I’ve never questioned my sexuality, my desire to be with a man. Still, when I first encountered the person who would become my husband, he was wearing makeup and a purple dress. We met at a gathering hosted by a mutual friend, a psychotherapist and expert on transgenderism. David, the man in the dress, was a 38-year-old surgeon and a cross-dresser. He — she in that moment — was intriguing. I saw beyond the external and was drawn in by David’s essence — his courage, his honesty, his authenticity. We’ve now been married for 23 years and I’m still in love. But since David became Deborah full-time three years ago, I’m now in love with her. As my husband became a woman, I endured a transition of my own.
We married in 1991, in our early 40s, with six children between us from previous marriages. For 20 years, we thought David’s transgender expression would always be limited to occasional dressing as a woman. He became Deborah for brief outings and intermittent weekends away with cross-dressers and other transgender folks, reveling in these opportunities to dress “en femme.” They were fun for me too, but I always welcomed my spouse’s return to the masculine role. David, however, did not.
For years, I witnessed David’s immense sadness when returning from his feminine expression. I held him as he wept. This tension also extended to our sex life. While my comfort with fantasy enabled me to support Deb’s presence in our bedroom, I sometimes longed for a scenario other than pretending we were both women during love-making.
Eventually, it became obvious that David never had been role-playing a feminine character. Rather, he had been falsely portraying a male all his life. In 2009, in response to yet another bout of David’s depression, I told him, “I don’t think another therapist or a different antidepressant will work. It’s time to talk to an endocrinologist.”
I didn’t know what it would mean for our marriage and told him so, many times. But remaining married to a miserable man was no longer viable for me. Transitioning to female was necessary for my husband, possibly a life-saving solution to six decades of angst, self-loathing and shame. David began consuming hormones that year.
Neither my master’s degree in social work nor being a couples’ therapist had prepared me for this. There weren’t enough pages in my journals to resolve all the anxiety, confusion and anger that arose. We went to numerous workshops, seminars and therapists. I leaned on a broad support system of people and activities: a spiritual guide, a life coach, wonderful friends, meditation and plenty of exercise and travel. Still, my emotions churned. One moment I would be a loving supportive wife; the next I would storm out of our bedroom in tears. I was grieving the loss of my husband as his face softened, his breasts developed and his stubble disappeared. I grew weary of his daily progression toward feminization and his extreme enthusiasm for the change.

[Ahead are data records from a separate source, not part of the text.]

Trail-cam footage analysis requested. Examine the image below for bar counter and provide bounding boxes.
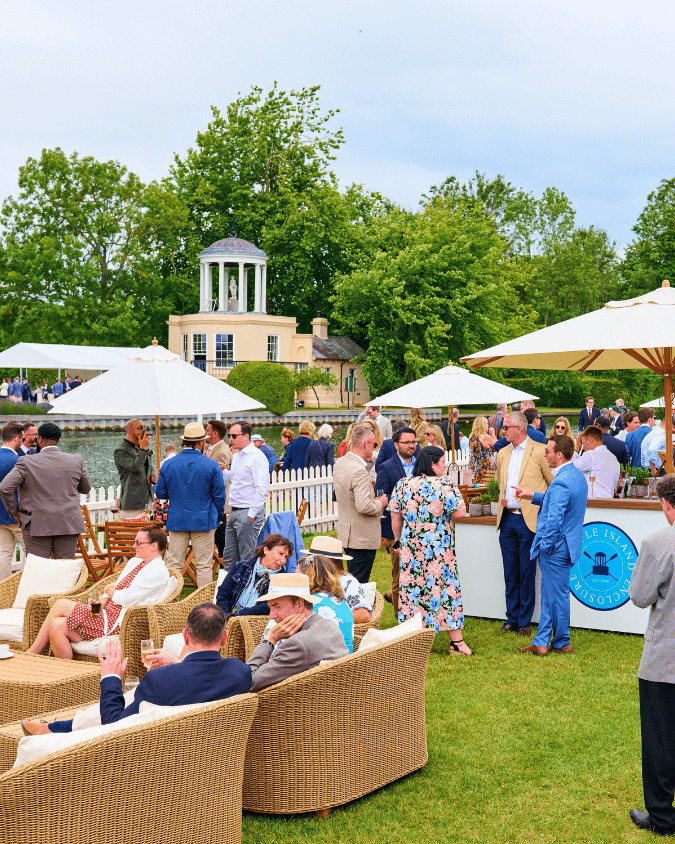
[454,498,668,634]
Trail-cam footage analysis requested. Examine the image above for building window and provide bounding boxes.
[215,334,234,367]
[267,334,279,363]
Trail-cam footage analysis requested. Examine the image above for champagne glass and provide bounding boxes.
[141,639,155,668]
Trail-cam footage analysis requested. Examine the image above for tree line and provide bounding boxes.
[0,84,675,406]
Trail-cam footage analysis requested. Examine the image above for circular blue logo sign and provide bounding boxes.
[570,522,637,611]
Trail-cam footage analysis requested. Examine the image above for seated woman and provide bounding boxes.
[298,554,354,653]
[216,533,293,618]
[27,527,169,659]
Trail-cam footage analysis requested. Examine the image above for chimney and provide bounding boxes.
[312,311,328,340]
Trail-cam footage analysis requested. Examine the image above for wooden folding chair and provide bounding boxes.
[105,520,155,574]
[75,504,111,583]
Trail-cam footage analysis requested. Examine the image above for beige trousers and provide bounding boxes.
[166,529,216,589]
[0,522,26,580]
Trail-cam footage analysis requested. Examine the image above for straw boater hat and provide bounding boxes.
[256,574,321,604]
[181,422,206,443]
[300,536,353,560]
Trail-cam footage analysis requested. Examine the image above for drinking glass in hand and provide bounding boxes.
[141,639,155,668]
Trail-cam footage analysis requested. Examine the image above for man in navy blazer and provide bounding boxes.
[579,396,600,431]
[375,428,420,618]
[155,422,225,588]
[21,603,251,735]
[516,434,587,656]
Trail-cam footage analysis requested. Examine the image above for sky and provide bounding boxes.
[0,0,675,250]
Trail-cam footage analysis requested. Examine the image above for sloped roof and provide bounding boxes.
[312,334,366,360]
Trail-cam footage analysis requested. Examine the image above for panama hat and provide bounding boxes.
[256,574,321,604]
[300,536,353,560]
[181,422,206,443]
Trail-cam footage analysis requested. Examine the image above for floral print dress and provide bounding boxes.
[389,477,464,633]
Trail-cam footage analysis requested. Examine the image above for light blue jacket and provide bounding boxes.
[530,463,588,564]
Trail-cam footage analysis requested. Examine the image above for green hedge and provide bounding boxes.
[227,361,295,416]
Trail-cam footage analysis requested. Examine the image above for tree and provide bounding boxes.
[170,83,378,331]
[0,148,187,346]
[334,198,534,401]
[227,361,295,416]
[622,178,675,298]
[293,366,340,407]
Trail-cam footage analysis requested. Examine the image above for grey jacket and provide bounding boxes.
[113,439,152,510]
[247,613,348,692]
[628,527,675,683]
[0,447,91,536]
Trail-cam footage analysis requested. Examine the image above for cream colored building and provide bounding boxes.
[168,237,370,407]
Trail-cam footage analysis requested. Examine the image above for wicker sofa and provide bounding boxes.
[243,630,434,814]
[50,567,183,677]
[0,563,89,651]
[0,694,257,844]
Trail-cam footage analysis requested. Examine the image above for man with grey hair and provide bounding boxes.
[628,475,675,835]
[495,412,553,638]
[333,425,389,583]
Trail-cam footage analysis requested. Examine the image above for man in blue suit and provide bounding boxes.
[516,434,587,656]
[375,428,419,618]
[155,422,225,588]
[21,603,251,735]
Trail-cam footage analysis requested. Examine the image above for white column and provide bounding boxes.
[218,261,227,311]
[238,261,246,311]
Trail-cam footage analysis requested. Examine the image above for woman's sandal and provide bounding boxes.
[450,639,476,656]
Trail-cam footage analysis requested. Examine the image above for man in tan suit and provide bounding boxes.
[204,419,232,557]
[628,475,675,835]
[333,425,389,583]
[496,412,553,638]
[0,422,91,559]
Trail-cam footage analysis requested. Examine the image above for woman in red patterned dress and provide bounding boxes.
[27,527,169,659]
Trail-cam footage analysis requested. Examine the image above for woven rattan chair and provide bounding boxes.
[0,563,89,651]
[50,568,183,677]
[243,630,435,815]
[0,694,257,844]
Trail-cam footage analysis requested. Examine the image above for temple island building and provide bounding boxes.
[169,237,370,407]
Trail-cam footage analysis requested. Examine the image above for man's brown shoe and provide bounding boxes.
[518,645,548,656]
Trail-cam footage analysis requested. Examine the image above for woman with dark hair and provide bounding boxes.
[216,533,293,618]
[389,445,471,656]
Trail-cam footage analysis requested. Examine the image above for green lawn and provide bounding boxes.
[243,538,652,844]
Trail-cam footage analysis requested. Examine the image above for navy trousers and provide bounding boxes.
[532,546,572,648]
[499,510,537,627]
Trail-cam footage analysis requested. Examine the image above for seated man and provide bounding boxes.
[247,574,348,692]
[21,603,254,735]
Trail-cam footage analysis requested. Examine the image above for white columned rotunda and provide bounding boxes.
[199,237,267,314]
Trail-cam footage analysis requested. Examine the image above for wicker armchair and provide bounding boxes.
[0,694,257,844]
[0,564,89,651]
[50,568,183,677]
[246,630,435,814]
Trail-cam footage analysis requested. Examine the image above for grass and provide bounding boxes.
[242,537,645,844]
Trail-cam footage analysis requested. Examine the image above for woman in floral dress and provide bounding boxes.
[389,446,471,656]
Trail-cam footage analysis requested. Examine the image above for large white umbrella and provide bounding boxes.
[366,364,537,460]
[461,281,675,472]
[49,340,265,468]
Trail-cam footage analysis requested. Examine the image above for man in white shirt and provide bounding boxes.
[219,422,270,571]
[366,404,392,440]
[574,425,621,498]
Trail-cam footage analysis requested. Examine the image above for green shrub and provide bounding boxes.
[227,361,295,416]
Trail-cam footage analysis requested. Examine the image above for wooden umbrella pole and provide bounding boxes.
[155,416,162,472]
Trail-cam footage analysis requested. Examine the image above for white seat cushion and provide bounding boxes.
[0,609,25,642]
[162,633,185,659]
[358,613,424,651]
[12,554,82,610]
[73,636,120,656]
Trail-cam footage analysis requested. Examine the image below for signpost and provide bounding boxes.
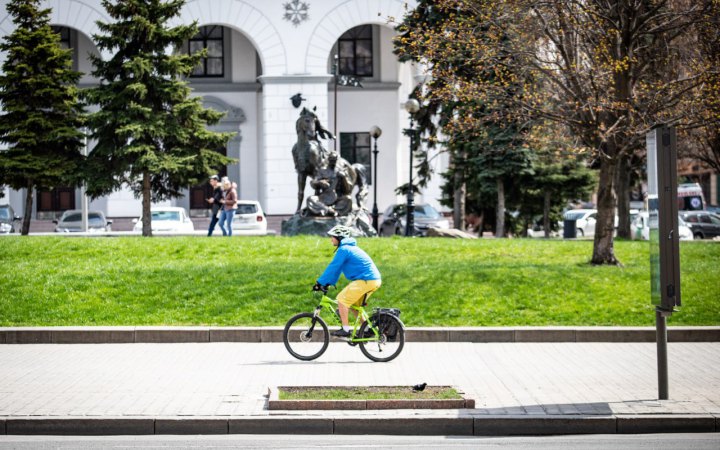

My husband’s transition forced me to make emotional and sexual transitions of my own. As his breasts developed, I didn’t want to touch my partner’s chest anymore and the female hormones destroyed his libido. There was no denying I was a “hopeless heterosexual,” as my lesbian sister once teased me. The sexual side of our relationship faded; I was losing my lover.
For more than two years, I was unable to commit to staying in our marriage. I grappled with the paradox of encouraging David’s transition to Deborah while relinquishing my husband. When I was struggling, he was invariably caring and compassionate toward me and my process. He frequently told me, “I’ll stop immediately if transitioning means losing you.” But I knew that encouraging David to be true to himself, to become “her,” was in keeping with the care and support we had always provided to each other.
Unwilling to sacrifice my own happiness, I’d have left if I had become too uncomfortable with Deborah as my spouse. But that didn’t happen. On the contrary, this experience has brought me closer to my partner. We had created a relationship vision of 19 affirmations, including: We’re each other’s best friend; we support and encourage each other’s growth; and we are open to change. Ultimately, that foundation saved my husband’s health and our marriage.
While sex was a major part of our early relationship, we now rely on deeper forms of intimacy. We connect through deep discussions, mutual discovery and respect, caring and generosity. We focus on non-sexual ways of expressing love — cuddling, gentle caresses, holding hands. These interactions became more critical to our relationship than frequent sexual expression.
From the moment I met David — as Deborah — it was his essence that drew me in, and that has not changed. Now, nearly three years after Deborah’s coming-out in our New England community, staying married to her is without question. Our relationship is different, yes; but the love we have for one another has only deepened because of what we’ve endured and survived together. I still have a spouse with whom I am free to discuss anything, regardless of how difficult or hurtful it may be. We are each true to ourselves, and I’ve never seen my mate so happy. And this makes me happy, too.